The fallacy here is complete. Since the entire system failed—in terms of the largest banks and quasi-banks—Paulson and his supporters, including his successor at Treasury, argued that we must treat everyone generously in order to have an economic recovery. But the United States always presses for a much harder approach toward failed bankers in other countries. And with good reason: when the whole system crashes due to reckless risk-taking, you should aim to re-boot with a different incentive structure and, immediately, with much more effective regulation.

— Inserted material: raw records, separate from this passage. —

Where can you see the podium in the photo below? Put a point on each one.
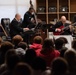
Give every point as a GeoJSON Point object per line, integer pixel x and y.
{"type": "Point", "coordinates": [68, 37]}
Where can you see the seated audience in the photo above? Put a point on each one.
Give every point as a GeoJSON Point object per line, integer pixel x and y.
{"type": "Point", "coordinates": [15, 26]}
{"type": "Point", "coordinates": [48, 52]}
{"type": "Point", "coordinates": [22, 45]}
{"type": "Point", "coordinates": [60, 45]}
{"type": "Point", "coordinates": [30, 56]}
{"type": "Point", "coordinates": [5, 46]}
{"type": "Point", "coordinates": [16, 40]}
{"type": "Point", "coordinates": [59, 67]}
{"type": "Point", "coordinates": [22, 69]}
{"type": "Point", "coordinates": [39, 66]}
{"type": "Point", "coordinates": [70, 56]}
{"type": "Point", "coordinates": [11, 59]}
{"type": "Point", "coordinates": [37, 44]}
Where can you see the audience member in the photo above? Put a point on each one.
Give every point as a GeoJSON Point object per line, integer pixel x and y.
{"type": "Point", "coordinates": [48, 52]}
{"type": "Point", "coordinates": [5, 46]}
{"type": "Point", "coordinates": [16, 40]}
{"type": "Point", "coordinates": [39, 66]}
{"type": "Point", "coordinates": [22, 69]}
{"type": "Point", "coordinates": [15, 26]}
{"type": "Point", "coordinates": [70, 56]}
{"type": "Point", "coordinates": [22, 45]}
{"type": "Point", "coordinates": [37, 44]}
{"type": "Point", "coordinates": [11, 59]}
{"type": "Point", "coordinates": [59, 67]}
{"type": "Point", "coordinates": [30, 56]}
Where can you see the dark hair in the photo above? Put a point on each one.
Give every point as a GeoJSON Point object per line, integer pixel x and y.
{"type": "Point", "coordinates": [31, 8]}
{"type": "Point", "coordinates": [70, 55]}
{"type": "Point", "coordinates": [74, 44]}
{"type": "Point", "coordinates": [11, 59]}
{"type": "Point", "coordinates": [48, 44]}
{"type": "Point", "coordinates": [29, 56]}
{"type": "Point", "coordinates": [64, 39]}
{"type": "Point", "coordinates": [59, 43]}
{"type": "Point", "coordinates": [22, 45]}
{"type": "Point", "coordinates": [59, 66]}
{"type": "Point", "coordinates": [74, 19]}
{"type": "Point", "coordinates": [39, 64]}
{"type": "Point", "coordinates": [38, 39]}
{"type": "Point", "coordinates": [22, 69]}
{"type": "Point", "coordinates": [5, 46]}
{"type": "Point", "coordinates": [17, 39]}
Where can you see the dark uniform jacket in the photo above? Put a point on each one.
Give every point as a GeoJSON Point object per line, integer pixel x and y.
{"type": "Point", "coordinates": [15, 28]}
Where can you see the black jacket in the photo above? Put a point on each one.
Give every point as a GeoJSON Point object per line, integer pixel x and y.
{"type": "Point", "coordinates": [15, 28]}
{"type": "Point", "coordinates": [59, 24]}
{"type": "Point", "coordinates": [27, 20]}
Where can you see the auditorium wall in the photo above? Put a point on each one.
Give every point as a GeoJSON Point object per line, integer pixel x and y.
{"type": "Point", "coordinates": [8, 8]}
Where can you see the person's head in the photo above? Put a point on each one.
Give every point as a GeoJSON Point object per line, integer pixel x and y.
{"type": "Point", "coordinates": [59, 43]}
{"type": "Point", "coordinates": [59, 66]}
{"type": "Point", "coordinates": [22, 69]}
{"type": "Point", "coordinates": [74, 44]}
{"type": "Point", "coordinates": [29, 56]}
{"type": "Point", "coordinates": [70, 55]}
{"type": "Point", "coordinates": [39, 64]}
{"type": "Point", "coordinates": [31, 10]}
{"type": "Point", "coordinates": [17, 39]}
{"type": "Point", "coordinates": [38, 39]}
{"type": "Point", "coordinates": [11, 59]}
{"type": "Point", "coordinates": [22, 45]}
{"type": "Point", "coordinates": [63, 19]}
{"type": "Point", "coordinates": [48, 44]}
{"type": "Point", "coordinates": [64, 39]}
{"type": "Point", "coordinates": [18, 16]}
{"type": "Point", "coordinates": [5, 46]}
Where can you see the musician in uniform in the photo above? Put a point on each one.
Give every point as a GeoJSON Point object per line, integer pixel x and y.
{"type": "Point", "coordinates": [62, 27]}
{"type": "Point", "coordinates": [15, 26]}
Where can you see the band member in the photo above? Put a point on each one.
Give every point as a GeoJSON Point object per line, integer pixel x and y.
{"type": "Point", "coordinates": [29, 19]}
{"type": "Point", "coordinates": [15, 26]}
{"type": "Point", "coordinates": [62, 27]}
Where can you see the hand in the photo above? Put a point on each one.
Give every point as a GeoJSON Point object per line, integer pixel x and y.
{"type": "Point", "coordinates": [58, 30]}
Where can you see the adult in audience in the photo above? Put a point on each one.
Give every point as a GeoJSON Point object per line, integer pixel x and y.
{"type": "Point", "coordinates": [22, 69]}
{"type": "Point", "coordinates": [15, 26]}
{"type": "Point", "coordinates": [62, 27]}
{"type": "Point", "coordinates": [48, 52]}
{"type": "Point", "coordinates": [37, 44]}
{"type": "Point", "coordinates": [70, 56]}
{"type": "Point", "coordinates": [29, 20]}
{"type": "Point", "coordinates": [16, 40]}
{"type": "Point", "coordinates": [59, 67]}
{"type": "Point", "coordinates": [11, 59]}
{"type": "Point", "coordinates": [5, 46]}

It is not hard to save a financial system: you can just throw money at the problem, providing various kinds of unconditional guarantees. This is in effect what Paulson and his colleagues did. Banks will, of course, recover on that basis. If you put the balance sheet of the United States behind any group of firms, investors will stand up and salute. But the point is to save the financial system while not worsening the underlying problems. If “hubris” and “too big to fail” attitudes lurked before 2008, where are they now?

Paulson has the answer, and on this final point he has a moment of clarity, “The largest financial institutions [today] are so big and complex that they pose a dangerously large risk.” Exactly right. So On the Brink turns out to be an interesting and important book, but not at all for the reasons its author thinks. It is really a memoir of modern American power, an account of how we messed up and how our so-called leaders put it all back together—with the same underlying problems now made worse.

Simon Johnson is co-author of 13 Bankers, forthcoming March 30.